Exploring family relations from online obituaries using text mining and data visualisation tools

Warning! This post is very old and may contain information or opinions that are no longer valid or embarrassing.

Using a copy of all the obituaries published online by the Ahram newspaper from January 2002 till April 2008 it is possible to use Linux command line tools (gawk, sed, bash) to find family relations between individuals in certain professions. An example given here explores the family links between a sample of 456 Egyptian state security officers.

This is a very brief description of the method.

  1. The first step is to convert the HTML files downloaded by curl into one giant text file.

  2. Then to move each separate obituary into a line of it's own.

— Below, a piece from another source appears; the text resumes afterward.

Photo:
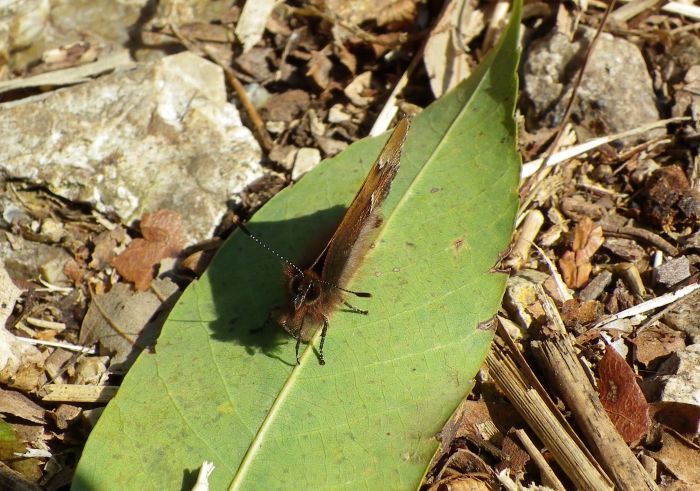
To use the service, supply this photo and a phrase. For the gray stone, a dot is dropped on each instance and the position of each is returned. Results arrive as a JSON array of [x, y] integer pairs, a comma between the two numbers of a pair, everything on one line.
[[616, 91], [160, 135]]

  3. Extract officer names sandwiched between rank and place of work into a separate text file.

  4. Search for the names of each officer through each obituary, family links between different officers can be discovered.

  5. The output is in GraphViz .dot format, which draws a graph similar to the one below.

  6. Graph showing 63 family links between 174 officers from 456 Egyptian state security officers. Each link corresponds to a family tie of a variable degree of relationship including in-laws.

    Graph showing 63 family links between 174 officers from 456 Egyptian state security officers. Each link corresponds to a family tie of a variable degree of relationship including in-laws.

    This is just a preview of what might be possible using a data set of 43,156 obituary. Without control group(s), this graph says nothing other than it's pretty and that there are family links between officers. Other methods for analysis of data could be done using statistical methods to answer different questions.

    UPDATE: I attached the list of SS officers and the script used to find links between officers and output a .dot Graphviz file. You can download the obituaries dataset from here.

    UPDATE Zeinobia wrote a very interesting post about the use of Ahram obituaries by the IDF before 1973 and what the obituaries mean to many Egyptian families:

    Before the Yom Kippur war in 1973 the IDF soldiers and officers used to stand on the East bank of the Suez Canal calling Egyptian army officers and soldiers by name along with their families names surprisingly in order to prove that the IDF is the best army in this universe that knew everything everywhere.

    The intelligence did not take to much long to figure out how the IDF and also Mossad got their info : Al Ahram Obituary pages , the most famous Who is Who pages in Egypt society and the cash cow of the famous newspaper along with its ad. Egyptian families especially the big and rich ones like to show off with their relations through big obituary , it has become a shallow and silly tradition that the longer the obituary is regardless of how expensive it will be , the most prestigious the family is. As personal experience there are still family members who are angry from my grandma on how she dared and published a small obituary for my grandfather in the famous newspaper !!

    UPDATE If you look carefully you will find a couple of mistakes, duplicate names. I will try to fix those, but not now as I am incredibly busy.

Comments

  • Ahmad Farghal

    Posted on - 🔗

    Interesting!

    I'd like to see the same done for the judiciary, the police and public universities. I already have an idea of what the graphs for those would look like, but it would still be cool to visualize.

  • estr4ng3d

    Posted on - 🔗

    Fucking brilliant man!

  • Qustionsasker

    Posted on - 🔗

    This is absolutely brilliant

  • Achraf Elkashef

    Posted on - 🔗

    That is so damn interesting and geeky! My geek senses are having an orgasm just for the possibility of doing that on linux :) i actually didnt know its possible to parse arabic text using sed and awk!

    Well done, would be very kind if you could share the scripts too; i would really love to have a look at these.

  • moftasa

    Posted on - 🔗

    LOL, gawk and bash gave me a headache not orgasm..

    Actually, it's Graphviz ability to do Arabic by creating SVG files that amused me the most.

    I attached the files.

  • Ghafari

    Posted on - 🔗

    Excellent work and i wonder how did you get all these obituaries? Impressive!